Robert Fares, a Mechanical Engineering Ph.D. student at the University Texas at Austin, writes in Scientific American : "As a researcher working in the area of energy technology and policy, I often find myself drawn into debates surrounding certain energy technologies, and what role they should play in the future energy system. People are quick to list the specific benefits or drawbacks of one technology over another: 'Wind energy is fine at the small scale, but it will never scale up like nuclear!' 'Electric vehicles will never be mainstream! We should be using natural gas!' 'Battery storage is expensive and won’t last! We should be using thermal storage!'”
"Regardless of whether or not these claims are based in fact, I believe it’s a mistake to frame our choice of energy strategy in this way. Today, the energy we use comes from a variety of sources.

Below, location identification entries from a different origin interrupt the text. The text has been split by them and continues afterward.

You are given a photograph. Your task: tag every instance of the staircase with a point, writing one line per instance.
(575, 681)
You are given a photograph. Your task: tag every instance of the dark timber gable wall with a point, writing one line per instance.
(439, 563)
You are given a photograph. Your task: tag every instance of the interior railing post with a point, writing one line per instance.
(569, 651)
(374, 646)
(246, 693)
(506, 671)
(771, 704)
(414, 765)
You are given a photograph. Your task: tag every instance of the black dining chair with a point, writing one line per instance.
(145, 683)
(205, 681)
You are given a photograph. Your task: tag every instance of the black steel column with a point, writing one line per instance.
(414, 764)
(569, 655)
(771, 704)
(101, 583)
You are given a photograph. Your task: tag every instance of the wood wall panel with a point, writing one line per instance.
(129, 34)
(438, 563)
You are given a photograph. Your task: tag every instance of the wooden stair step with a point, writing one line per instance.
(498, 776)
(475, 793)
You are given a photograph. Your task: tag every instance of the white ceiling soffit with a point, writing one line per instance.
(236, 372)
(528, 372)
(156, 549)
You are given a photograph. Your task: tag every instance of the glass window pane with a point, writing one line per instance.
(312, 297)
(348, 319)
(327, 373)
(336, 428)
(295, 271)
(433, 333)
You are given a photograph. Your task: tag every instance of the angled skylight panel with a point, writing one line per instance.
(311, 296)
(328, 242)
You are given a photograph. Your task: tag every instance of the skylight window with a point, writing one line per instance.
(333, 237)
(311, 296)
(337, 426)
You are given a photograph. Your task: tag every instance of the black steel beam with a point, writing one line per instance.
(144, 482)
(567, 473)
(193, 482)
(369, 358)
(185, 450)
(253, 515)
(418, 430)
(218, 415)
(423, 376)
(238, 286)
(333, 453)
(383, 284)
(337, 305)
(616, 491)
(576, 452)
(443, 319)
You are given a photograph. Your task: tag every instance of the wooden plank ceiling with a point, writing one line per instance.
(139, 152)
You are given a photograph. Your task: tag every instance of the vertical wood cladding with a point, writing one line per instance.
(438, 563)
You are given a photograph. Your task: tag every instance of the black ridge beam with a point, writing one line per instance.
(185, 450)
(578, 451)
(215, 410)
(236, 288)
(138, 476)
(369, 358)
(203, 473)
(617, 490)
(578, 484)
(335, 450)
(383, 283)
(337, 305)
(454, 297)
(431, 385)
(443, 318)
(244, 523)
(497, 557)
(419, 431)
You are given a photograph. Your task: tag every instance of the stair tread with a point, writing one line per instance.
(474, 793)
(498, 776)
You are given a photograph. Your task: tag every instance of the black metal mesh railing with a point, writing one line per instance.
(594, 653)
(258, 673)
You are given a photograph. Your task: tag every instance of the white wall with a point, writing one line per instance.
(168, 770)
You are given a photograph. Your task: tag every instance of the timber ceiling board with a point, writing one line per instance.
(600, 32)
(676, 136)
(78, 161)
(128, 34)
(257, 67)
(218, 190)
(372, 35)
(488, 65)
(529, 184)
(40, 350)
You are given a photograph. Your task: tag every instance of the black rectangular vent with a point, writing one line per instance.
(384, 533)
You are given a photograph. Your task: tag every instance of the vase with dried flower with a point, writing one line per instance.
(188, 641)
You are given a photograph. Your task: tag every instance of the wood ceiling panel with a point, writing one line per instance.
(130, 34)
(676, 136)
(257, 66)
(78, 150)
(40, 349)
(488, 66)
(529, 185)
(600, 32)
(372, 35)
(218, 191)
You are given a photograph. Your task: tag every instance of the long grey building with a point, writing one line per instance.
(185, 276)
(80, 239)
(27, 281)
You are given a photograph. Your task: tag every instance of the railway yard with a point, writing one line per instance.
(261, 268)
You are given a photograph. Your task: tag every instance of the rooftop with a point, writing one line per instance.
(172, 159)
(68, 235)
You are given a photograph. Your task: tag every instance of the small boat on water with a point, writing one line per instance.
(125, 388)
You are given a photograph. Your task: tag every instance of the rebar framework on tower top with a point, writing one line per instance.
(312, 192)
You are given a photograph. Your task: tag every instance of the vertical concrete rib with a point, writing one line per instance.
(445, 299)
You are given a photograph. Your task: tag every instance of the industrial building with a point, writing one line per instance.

The U.S. Energy Information Administration’s most recent total energy flow diagram shows exactly where the United States gets its energy, and what that energy is used for. With U.S. energy coming from coal, natural gas, domestic oil, nuclear, renewables, petroleum imports, and more, it’s clear that we do not currently rely on any one particular energy source. In fact, we benefit from a diverse mix."
The piece concludes: "Instead of debating technologies, we should debate the most practical and immediate steps we can take to reduce carbon emissions today using any technology at our disposal. There’s no time to waste. We need meaningful action to reverse the current climate trend before its too late."